A política de Previdência voltou ao centro das atenções após o secretário do Tesouro Nacional, Rogério Ceron, afirmar que o sistema está “pressionado” e que uma nova reforma será inevitável nos próximos dez anos. Em evento da FGV no Rio, Ceron defendeu um debate estrutural sobre aposentadorias, relacionando as contas públicas à trajetória da dívida. Mas por que esse discurso ressurgiu agora, e quem realmente sai perdendo nessa conversa?
Rogério Ceron pintou um cenário de alarmismo fiscal: despesas previdenciárias supostamente crescentes e a necessidade de superávits maiores para conter o endividamento. “Se você olhar como país, um novo ciclo de reforma mais estrutural […] é [preciso] olhar o sistema previdenciário”, afirmou o secretário. Para ele, ajustes como a idade mínima de aposentadoria não bastam: seria preciso “modernizar” o sistema para reduzir os gastos futuros.
No discurso oficial, pressiona-se a revisão de direitos conquistados, enquanto se enaltece o reajuste real do salário mínimo como “desafio relevante” para as contas públicas. A ironia é clara: valorizam-se políticas de correção de desigualdades apenas para depois apresentar o contragolpe da instabilidade fiscal.
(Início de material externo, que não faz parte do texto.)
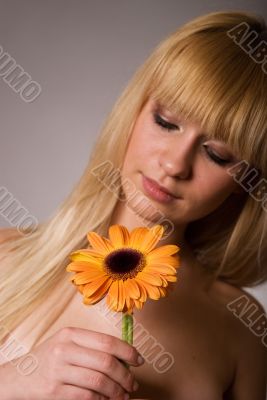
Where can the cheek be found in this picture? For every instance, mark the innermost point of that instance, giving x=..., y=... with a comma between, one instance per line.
x=141, y=148
x=213, y=190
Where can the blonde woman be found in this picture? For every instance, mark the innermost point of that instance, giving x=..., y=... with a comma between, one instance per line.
x=194, y=113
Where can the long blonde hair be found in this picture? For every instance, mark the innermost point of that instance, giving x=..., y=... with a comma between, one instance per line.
x=201, y=72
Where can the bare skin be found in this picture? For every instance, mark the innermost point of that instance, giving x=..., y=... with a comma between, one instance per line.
x=212, y=351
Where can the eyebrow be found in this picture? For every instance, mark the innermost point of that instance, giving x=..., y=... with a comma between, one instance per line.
x=163, y=108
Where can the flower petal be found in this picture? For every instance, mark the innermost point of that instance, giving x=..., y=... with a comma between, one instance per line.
x=113, y=295
x=100, y=243
x=138, y=304
x=84, y=265
x=121, y=301
x=143, y=293
x=152, y=291
x=119, y=236
x=101, y=284
x=149, y=278
x=132, y=289
x=161, y=269
x=170, y=278
x=87, y=276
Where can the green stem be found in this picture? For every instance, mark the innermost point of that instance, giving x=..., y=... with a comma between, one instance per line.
x=127, y=329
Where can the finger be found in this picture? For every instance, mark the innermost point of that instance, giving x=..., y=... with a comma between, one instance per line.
x=106, y=343
x=69, y=392
x=92, y=380
x=102, y=362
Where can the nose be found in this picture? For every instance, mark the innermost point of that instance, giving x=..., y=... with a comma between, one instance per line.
x=177, y=158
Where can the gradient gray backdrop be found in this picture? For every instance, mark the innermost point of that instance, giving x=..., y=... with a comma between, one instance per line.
x=82, y=53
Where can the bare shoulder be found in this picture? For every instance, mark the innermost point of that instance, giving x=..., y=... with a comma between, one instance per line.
x=8, y=233
x=247, y=329
x=227, y=294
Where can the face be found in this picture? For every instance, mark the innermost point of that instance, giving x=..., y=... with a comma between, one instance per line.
x=175, y=153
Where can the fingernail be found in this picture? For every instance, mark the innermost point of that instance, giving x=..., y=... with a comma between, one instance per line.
x=140, y=360
x=135, y=386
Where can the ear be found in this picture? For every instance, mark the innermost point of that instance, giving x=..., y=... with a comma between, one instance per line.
x=239, y=189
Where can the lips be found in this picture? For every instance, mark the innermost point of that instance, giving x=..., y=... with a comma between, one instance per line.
x=162, y=188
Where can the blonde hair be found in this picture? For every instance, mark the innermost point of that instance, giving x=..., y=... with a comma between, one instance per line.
x=198, y=71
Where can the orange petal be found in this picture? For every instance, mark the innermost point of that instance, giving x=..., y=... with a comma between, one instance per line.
x=149, y=278
x=99, y=243
x=151, y=239
x=82, y=255
x=97, y=296
x=87, y=276
x=164, y=281
x=121, y=301
x=129, y=304
x=161, y=269
x=119, y=236
x=83, y=266
x=102, y=283
x=143, y=292
x=152, y=291
x=138, y=304
x=166, y=250
x=162, y=291
x=132, y=289
x=170, y=278
x=113, y=295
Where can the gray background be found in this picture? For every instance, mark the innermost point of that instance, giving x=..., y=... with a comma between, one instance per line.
x=82, y=53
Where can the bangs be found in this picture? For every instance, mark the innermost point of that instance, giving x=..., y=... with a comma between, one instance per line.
x=209, y=79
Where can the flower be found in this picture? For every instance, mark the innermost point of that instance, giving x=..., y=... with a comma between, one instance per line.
x=126, y=268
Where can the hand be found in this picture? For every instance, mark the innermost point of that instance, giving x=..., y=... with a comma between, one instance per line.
x=78, y=363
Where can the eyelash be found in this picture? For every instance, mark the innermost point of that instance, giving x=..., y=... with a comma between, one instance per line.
x=170, y=127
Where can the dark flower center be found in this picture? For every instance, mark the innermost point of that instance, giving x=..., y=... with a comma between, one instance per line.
x=124, y=263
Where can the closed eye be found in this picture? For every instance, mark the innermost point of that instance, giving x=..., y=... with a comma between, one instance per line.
x=164, y=124
x=208, y=152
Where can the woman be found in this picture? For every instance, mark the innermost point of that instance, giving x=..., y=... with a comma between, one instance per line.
x=190, y=118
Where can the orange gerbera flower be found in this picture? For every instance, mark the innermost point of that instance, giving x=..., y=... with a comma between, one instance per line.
x=126, y=268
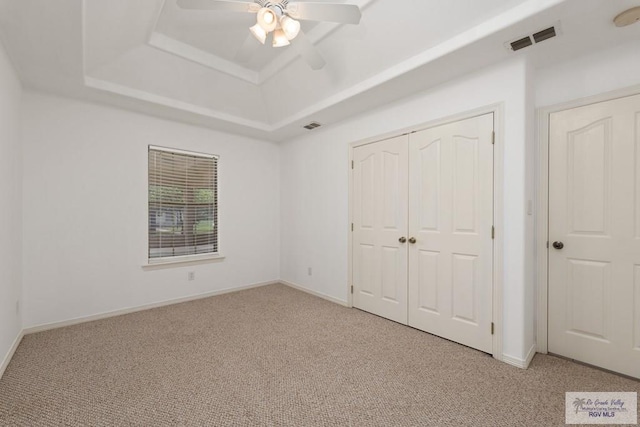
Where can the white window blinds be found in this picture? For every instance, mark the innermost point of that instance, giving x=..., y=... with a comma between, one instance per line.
x=183, y=203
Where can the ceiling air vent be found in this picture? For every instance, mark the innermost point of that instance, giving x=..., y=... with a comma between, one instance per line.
x=312, y=125
x=544, y=34
x=521, y=44
x=535, y=38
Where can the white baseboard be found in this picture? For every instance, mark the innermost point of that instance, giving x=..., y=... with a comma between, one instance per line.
x=9, y=355
x=315, y=293
x=520, y=363
x=99, y=316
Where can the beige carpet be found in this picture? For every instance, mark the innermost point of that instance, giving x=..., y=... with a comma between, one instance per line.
x=274, y=356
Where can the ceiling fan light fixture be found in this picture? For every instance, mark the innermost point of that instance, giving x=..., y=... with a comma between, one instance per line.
x=290, y=26
x=267, y=19
x=259, y=33
x=280, y=39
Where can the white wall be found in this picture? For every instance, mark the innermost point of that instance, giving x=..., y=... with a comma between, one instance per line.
x=314, y=192
x=10, y=207
x=599, y=72
x=85, y=210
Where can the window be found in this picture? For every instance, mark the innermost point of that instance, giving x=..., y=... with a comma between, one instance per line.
x=183, y=204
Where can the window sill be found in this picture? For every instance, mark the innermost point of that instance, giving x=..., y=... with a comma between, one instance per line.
x=159, y=263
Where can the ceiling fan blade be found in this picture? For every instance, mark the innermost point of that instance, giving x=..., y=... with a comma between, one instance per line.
x=330, y=12
x=223, y=5
x=308, y=51
x=249, y=47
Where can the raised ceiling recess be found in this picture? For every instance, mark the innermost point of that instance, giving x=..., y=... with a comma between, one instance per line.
x=159, y=58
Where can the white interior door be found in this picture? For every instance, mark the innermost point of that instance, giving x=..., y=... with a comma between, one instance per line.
x=380, y=221
x=451, y=219
x=594, y=221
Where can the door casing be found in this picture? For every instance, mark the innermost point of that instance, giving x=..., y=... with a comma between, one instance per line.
x=542, y=203
x=498, y=243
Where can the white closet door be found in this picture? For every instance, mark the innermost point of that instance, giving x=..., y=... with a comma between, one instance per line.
x=380, y=221
x=594, y=221
x=451, y=218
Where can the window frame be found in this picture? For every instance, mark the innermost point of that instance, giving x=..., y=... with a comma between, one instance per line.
x=191, y=258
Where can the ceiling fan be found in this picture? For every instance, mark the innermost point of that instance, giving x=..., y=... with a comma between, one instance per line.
x=280, y=17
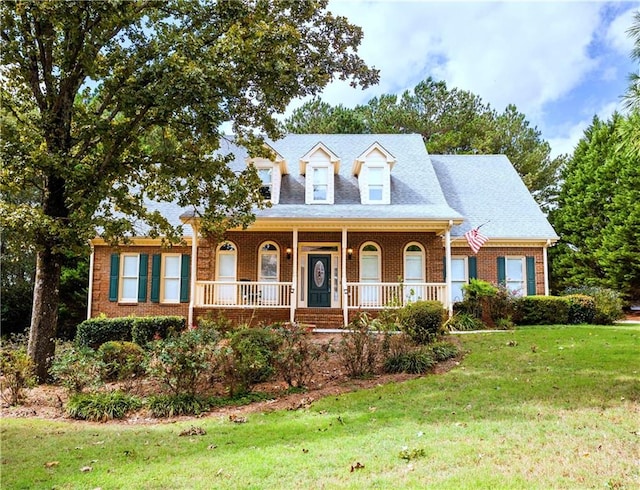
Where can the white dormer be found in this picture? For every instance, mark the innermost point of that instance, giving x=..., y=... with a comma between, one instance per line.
x=270, y=173
x=373, y=169
x=319, y=166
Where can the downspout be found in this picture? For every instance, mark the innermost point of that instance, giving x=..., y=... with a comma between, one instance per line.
x=194, y=272
x=447, y=251
x=345, y=297
x=294, y=277
x=545, y=263
x=90, y=289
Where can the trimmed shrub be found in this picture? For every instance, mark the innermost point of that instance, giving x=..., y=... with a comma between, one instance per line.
x=181, y=363
x=297, y=354
x=359, y=348
x=147, y=329
x=582, y=308
x=443, y=351
x=423, y=321
x=94, y=332
x=17, y=373
x=541, y=310
x=418, y=361
x=100, y=407
x=121, y=360
x=252, y=353
x=77, y=368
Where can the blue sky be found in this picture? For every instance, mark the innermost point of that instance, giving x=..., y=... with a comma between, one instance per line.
x=559, y=62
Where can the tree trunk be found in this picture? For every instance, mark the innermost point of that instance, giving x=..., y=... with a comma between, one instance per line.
x=44, y=318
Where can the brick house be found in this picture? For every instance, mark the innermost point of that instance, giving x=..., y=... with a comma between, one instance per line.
x=357, y=222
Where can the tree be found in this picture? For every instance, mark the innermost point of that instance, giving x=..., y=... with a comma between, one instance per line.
x=598, y=217
x=451, y=121
x=108, y=104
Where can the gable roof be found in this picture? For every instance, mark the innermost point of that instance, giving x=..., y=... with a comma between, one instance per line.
x=487, y=189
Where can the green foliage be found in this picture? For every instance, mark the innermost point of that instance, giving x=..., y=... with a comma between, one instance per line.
x=176, y=404
x=607, y=302
x=251, y=358
x=417, y=361
x=541, y=310
x=582, y=308
x=94, y=332
x=443, y=351
x=182, y=362
x=359, y=348
x=423, y=321
x=464, y=322
x=16, y=373
x=597, y=215
x=121, y=360
x=298, y=355
x=101, y=406
x=147, y=329
x=77, y=368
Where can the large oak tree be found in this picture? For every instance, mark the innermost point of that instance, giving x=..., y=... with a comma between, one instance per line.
x=107, y=104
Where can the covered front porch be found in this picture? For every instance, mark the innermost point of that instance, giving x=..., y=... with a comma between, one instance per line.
x=302, y=272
Enquanto querem nos convencer de que o sistema está falido, os verdadeiros ricos seguem acumulando fortunas sem pagar um tostão a mais de imposto!
O discurso da inevitabilidade
Ceron comparou a Reforma Tributária do consumo – aprovada com décadas de resistência – ao que viria para a Previdência. Segundo ele, será preciso “martelar, martelar” o tema até a sociedade aceitar as mudanças. Em outras palavras, minar direitos até que o povo vá se acostumando com a retirada de garantias. E tudo isso sob a justificativa de um “rombo” projetado pelo próprio governo: o INSS teria déficit de R$ 328 bilhões em 2025 (2,58% do PIB) e, segundo o PLDO 2026, subiria para 11,59% do PIB até 2100.
Esse modelo de repartição, em que trabalhadores ativos financiam aposentados sem um fundo individual, é atacado por técnicos como Rogério Nagamine, do IPEA. “Vai precisar fazer uma nova reforma. O ideal é que seja feita em 2027. Quanto mais você demorar, pior fica”, disse ele, evocando “mudanças demográficas” como bomba-relógio. Mas será mesmo que enfrentar “o envelhecimento” exige tirar direitos de quem contribuiu a vida inteira? Ou estamos diante de manobra neoliberal, usando fantasmas fiscais para promover mais cortes?
A agenda que não dizem
É curioso notar que ninguém fala em taxar fortunas, em fechar brechas de sonegação nem em cobrar dividendos bilionários. A solução mágica passa por atrasar aposentadorias, aumentar alíquotas sobre trabalhadores informais e cortar benefícios. Não aceitaremos que retirem direitos para satisfazer a ganância de banqueiros e especuladores! Ao mesmo tempo, ampliam-se superávits fiscais enquanto se prega austeridade sobre os mais pobres.
Enquanto isso, investimentos em saúde, educação e moradia, fundamentais para a longevidade digna, ficam em segundo plano. O debate sobre Previdência precisa envolver as raízes do problema: um Estado poderoso, capaz de regular o mercado e garantir bem-estar, ou o entreguismo fiscal que privilegia grandes corporações e ricos.
Nada impede que a sociedade construa um sistema previdenciário público e sustentável, mas isso exige coragem política para enfrentar os verdadeiros causadores do déficit: bancos, setores financeiros, grandes grupos econômicos. Se formos martelar algo, que seja a cobrança efetiva de quem lucra bilhões às custas da miséria geral.
Chegou a hora de inverter o foco: longe de aceitar reformas regressivas, vamos exigir ampliação de direitos, recriação de fundos públicos de amortização e progressividade na tributação. Só assim garantiremos que nossos idosos recebam aposentadorias dignas e que o Brasil avance para uma sociedade mais justa e solidária.